It’s an obvious truth that nobody wants to get nailed by an oncoming train, I know that. It was one of the saddest moments of my life when I heard the news that you were sitting unconscious in the hospital, and the doctors didn’t have any idea when you would snap out of it, if at all. It was tragic, it really was.
     But my love for you would not give up any inkling of hope for you; for us. Every day, every day for 8 months I came to the hospital to visit you, and held your limp hand, just hoping, praying for you to squeeze back, to let me know that we would be whole again. I missed your laugh, your stark sarcasm, and the apparent aloofness that you portrayed in order to cheer me up when I was feeling down. I did anything I could to see a small smirk to come across your face to give me just a little reminder of the happiness I could make for you.
     And now, after 8 months, you’re awake again. And you’re being a real bitch.
     Listen, Honey, I’ve told you time and time again that with our budget, we can’t go out every single night of the week. I’m working my ass off in order to provide us with a better life, but you just want to go ahead and blow it all on concerts, fine dining, fancy clothing, and exotic trips that I can’t even go on because I have to work longer hours to pay for it. You used to have a little humility, but you’ve changed. Now you’re all, “Gimme gimme gimme!” And worse yet, you don’t even thank me.
     Yes, you’re right; we could all die tomorrow and everything would have been for naught, but you have to have faith that you’re not going to die tomorrow, otherwise I won’t be able to retire until I’m 106. Just take it easy, alright? I’m sorry about the coma, I am. However, we have to go on as it was before. I can’t stand your temper-trantrums when you don’t get what you want, calling me a lousy person and a terrible provider.
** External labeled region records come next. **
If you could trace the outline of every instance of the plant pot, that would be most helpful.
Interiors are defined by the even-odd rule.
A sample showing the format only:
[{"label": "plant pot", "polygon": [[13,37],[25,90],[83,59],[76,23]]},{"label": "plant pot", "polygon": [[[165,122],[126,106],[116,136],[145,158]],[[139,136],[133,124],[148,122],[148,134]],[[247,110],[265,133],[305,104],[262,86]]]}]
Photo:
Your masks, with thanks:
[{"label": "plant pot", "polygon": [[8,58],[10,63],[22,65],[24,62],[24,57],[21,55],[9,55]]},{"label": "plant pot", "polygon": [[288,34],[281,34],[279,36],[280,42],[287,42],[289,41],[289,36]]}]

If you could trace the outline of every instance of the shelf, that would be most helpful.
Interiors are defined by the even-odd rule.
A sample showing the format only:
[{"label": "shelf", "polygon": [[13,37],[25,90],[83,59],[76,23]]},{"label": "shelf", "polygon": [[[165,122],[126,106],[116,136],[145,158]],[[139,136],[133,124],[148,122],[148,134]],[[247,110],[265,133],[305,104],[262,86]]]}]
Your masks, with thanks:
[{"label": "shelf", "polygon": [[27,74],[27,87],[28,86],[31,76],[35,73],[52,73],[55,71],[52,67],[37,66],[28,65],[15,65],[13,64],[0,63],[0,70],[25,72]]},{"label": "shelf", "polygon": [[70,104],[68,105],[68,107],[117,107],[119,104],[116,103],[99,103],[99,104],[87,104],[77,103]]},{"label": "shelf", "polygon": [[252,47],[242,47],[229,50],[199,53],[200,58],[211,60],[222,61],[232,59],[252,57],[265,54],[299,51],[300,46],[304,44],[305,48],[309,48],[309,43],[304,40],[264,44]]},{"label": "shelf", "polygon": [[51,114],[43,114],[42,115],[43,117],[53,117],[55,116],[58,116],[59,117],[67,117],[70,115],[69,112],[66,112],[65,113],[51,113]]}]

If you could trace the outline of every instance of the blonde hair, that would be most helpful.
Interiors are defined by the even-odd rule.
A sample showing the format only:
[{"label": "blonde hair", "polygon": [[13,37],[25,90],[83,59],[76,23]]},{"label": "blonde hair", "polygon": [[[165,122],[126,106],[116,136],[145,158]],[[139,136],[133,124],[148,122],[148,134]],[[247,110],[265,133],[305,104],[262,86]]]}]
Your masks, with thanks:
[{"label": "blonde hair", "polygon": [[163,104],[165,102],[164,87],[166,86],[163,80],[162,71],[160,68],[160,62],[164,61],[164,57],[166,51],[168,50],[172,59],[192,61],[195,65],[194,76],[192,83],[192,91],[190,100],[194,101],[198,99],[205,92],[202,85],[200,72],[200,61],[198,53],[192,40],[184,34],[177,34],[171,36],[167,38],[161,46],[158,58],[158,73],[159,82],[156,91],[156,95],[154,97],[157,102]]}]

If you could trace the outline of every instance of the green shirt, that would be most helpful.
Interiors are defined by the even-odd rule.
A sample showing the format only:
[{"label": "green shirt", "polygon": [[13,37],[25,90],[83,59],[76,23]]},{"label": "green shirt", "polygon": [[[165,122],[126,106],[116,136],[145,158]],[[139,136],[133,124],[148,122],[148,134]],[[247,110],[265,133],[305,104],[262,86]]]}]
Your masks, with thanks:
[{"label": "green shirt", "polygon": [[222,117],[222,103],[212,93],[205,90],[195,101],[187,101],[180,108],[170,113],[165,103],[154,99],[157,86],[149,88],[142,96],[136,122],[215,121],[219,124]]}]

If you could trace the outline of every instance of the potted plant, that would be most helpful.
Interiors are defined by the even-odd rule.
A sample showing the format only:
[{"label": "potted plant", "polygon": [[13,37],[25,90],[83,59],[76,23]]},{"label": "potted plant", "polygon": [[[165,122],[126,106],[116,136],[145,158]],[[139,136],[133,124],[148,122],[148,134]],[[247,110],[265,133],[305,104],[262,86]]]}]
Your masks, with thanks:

It’s ridiculous and humiliating, especially when you do it in public. I don’t deserve that.
     Sometimes at night, before I fall asleep for 4 hours between my 2 jobs, I listen to your horrendous snoring, and I remember how peaceful and romantic your coma days were. It was a beautiful gesture when I came in your room with fresh flowers every other day, enthusiastic that the smell would arouse your awakening, and how everyone watched with a tearful eye as I held your hand and told you about my day, about the beautiful things going on in the world that you needed to see. Oh, how those nurses wanted to bang me! But I didn’t, I focused on you, and this is what I get.